According to Sensor Tower data, TikTok was America's most downloaded app in 2021 and 2022. It drives new culinary habits, including a 200% increase in Feta sales after a viral baked pasta recipe; numerous fashion and beauty trends (from skin cycling to glazed donut nails); and propels new music to the top of the streaming charts (including the 1980s hit 'Break My Stride).
The app was used by a significant number of US politicians to campaign ahead of last year's midterm elections. TikTok has recently joined legacy news organizations such as the 176-year old Associated Press to reach new audiences.
As lawmakers renew calls for tougher action on the app, some app users who have made their livelihoods and developed a sense of community through the app claim they cannot imagine an America without it.

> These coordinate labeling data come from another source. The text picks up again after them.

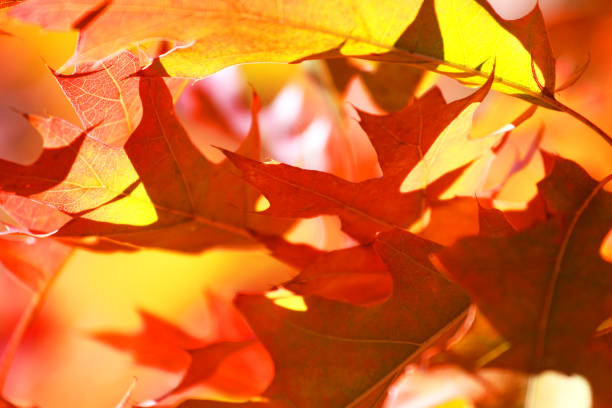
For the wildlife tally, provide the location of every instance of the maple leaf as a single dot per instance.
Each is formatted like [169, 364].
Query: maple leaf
[401, 141]
[546, 289]
[215, 35]
[334, 353]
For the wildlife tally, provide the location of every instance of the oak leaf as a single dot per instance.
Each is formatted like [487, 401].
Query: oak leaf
[546, 288]
[214, 35]
[334, 354]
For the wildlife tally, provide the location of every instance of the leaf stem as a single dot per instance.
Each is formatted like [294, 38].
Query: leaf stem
[585, 120]
[552, 283]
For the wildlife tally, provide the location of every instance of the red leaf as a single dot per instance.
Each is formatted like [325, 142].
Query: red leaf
[546, 289]
[333, 353]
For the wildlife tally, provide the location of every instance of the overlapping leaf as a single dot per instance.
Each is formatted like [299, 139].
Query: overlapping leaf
[214, 35]
[32, 261]
[177, 200]
[402, 141]
[334, 353]
[547, 288]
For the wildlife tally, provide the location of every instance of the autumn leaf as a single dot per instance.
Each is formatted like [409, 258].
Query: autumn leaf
[546, 288]
[9, 3]
[333, 353]
[391, 86]
[105, 96]
[119, 194]
[32, 261]
[216, 35]
[354, 275]
[402, 141]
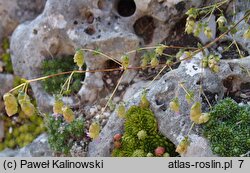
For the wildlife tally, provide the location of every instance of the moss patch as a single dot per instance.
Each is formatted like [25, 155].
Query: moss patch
[141, 135]
[228, 129]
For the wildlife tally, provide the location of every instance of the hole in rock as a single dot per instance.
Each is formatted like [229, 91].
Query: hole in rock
[125, 8]
[89, 30]
[75, 22]
[144, 27]
[101, 4]
[231, 52]
[180, 6]
[110, 78]
[211, 97]
[35, 31]
[236, 89]
[90, 17]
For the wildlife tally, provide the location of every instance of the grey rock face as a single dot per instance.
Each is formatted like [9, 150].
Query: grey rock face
[112, 26]
[38, 148]
[173, 126]
[13, 12]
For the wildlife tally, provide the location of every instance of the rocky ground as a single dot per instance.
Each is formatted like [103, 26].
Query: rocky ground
[40, 30]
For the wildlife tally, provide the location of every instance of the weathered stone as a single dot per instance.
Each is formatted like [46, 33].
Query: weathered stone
[109, 26]
[173, 126]
[14, 12]
[38, 148]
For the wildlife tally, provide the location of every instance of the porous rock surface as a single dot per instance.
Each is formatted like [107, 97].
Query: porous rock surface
[14, 12]
[38, 148]
[111, 26]
[171, 125]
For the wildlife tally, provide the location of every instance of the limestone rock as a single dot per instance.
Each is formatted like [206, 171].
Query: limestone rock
[13, 12]
[173, 126]
[38, 148]
[113, 26]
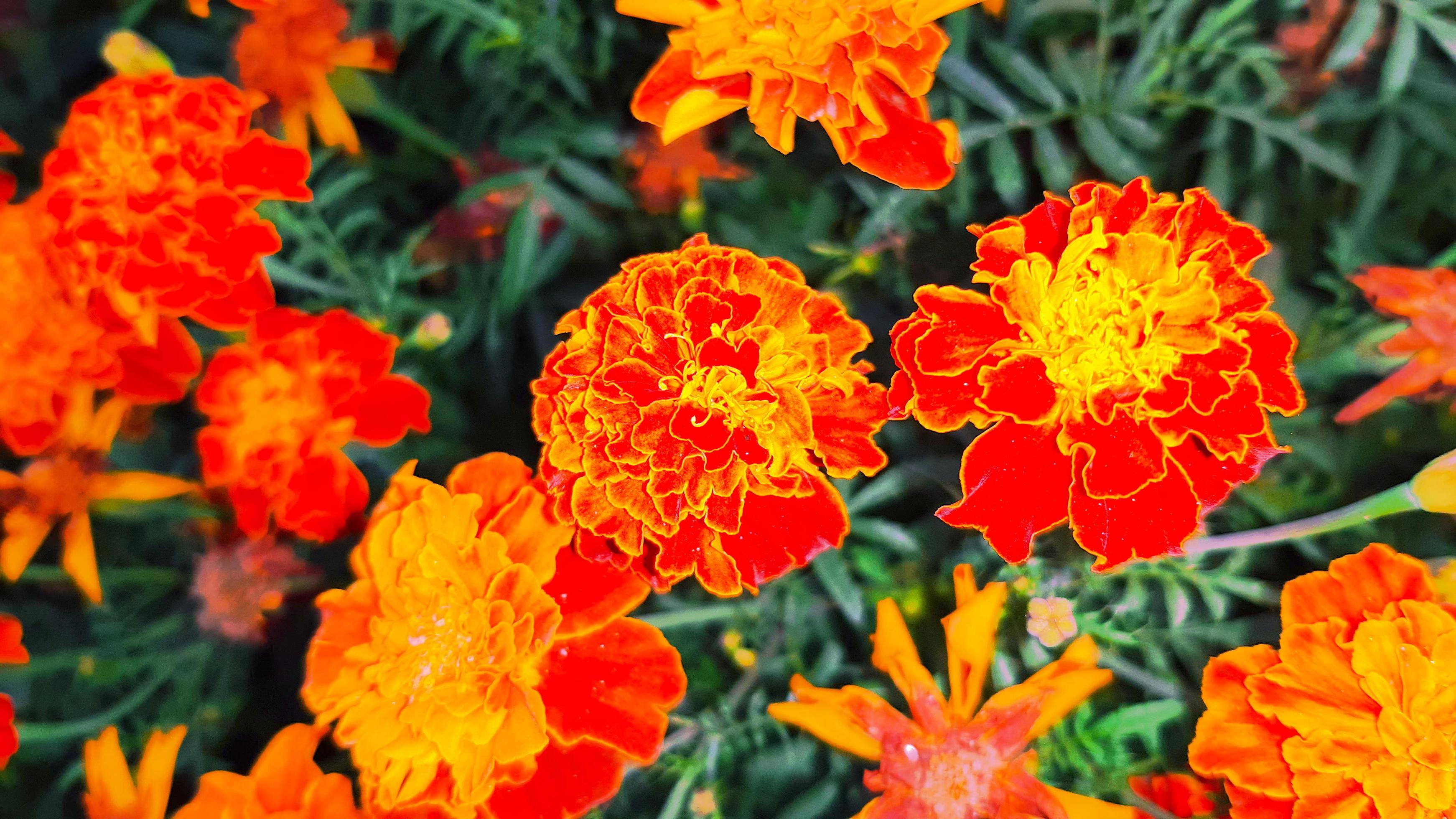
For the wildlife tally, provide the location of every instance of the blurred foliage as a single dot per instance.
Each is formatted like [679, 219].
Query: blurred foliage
[1189, 92]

Callie Goodwin from Columbia, South Carolina posted her first video to the app in order to promote her small business that she started out of her garage during pandemic.
Goodwin was inspired by a neighbor who dropped off brownies and a note to her while she was quarantine. Goodwin launched Sparks of Joy Co, pre-stamped greeting card company.
Goodwin stated to CNN that over 90% of her orders come from people who discovered her business via TikTok. Goodwin stated to CNN that if it was banned, her business would plummet. I would lose the majority of my sales.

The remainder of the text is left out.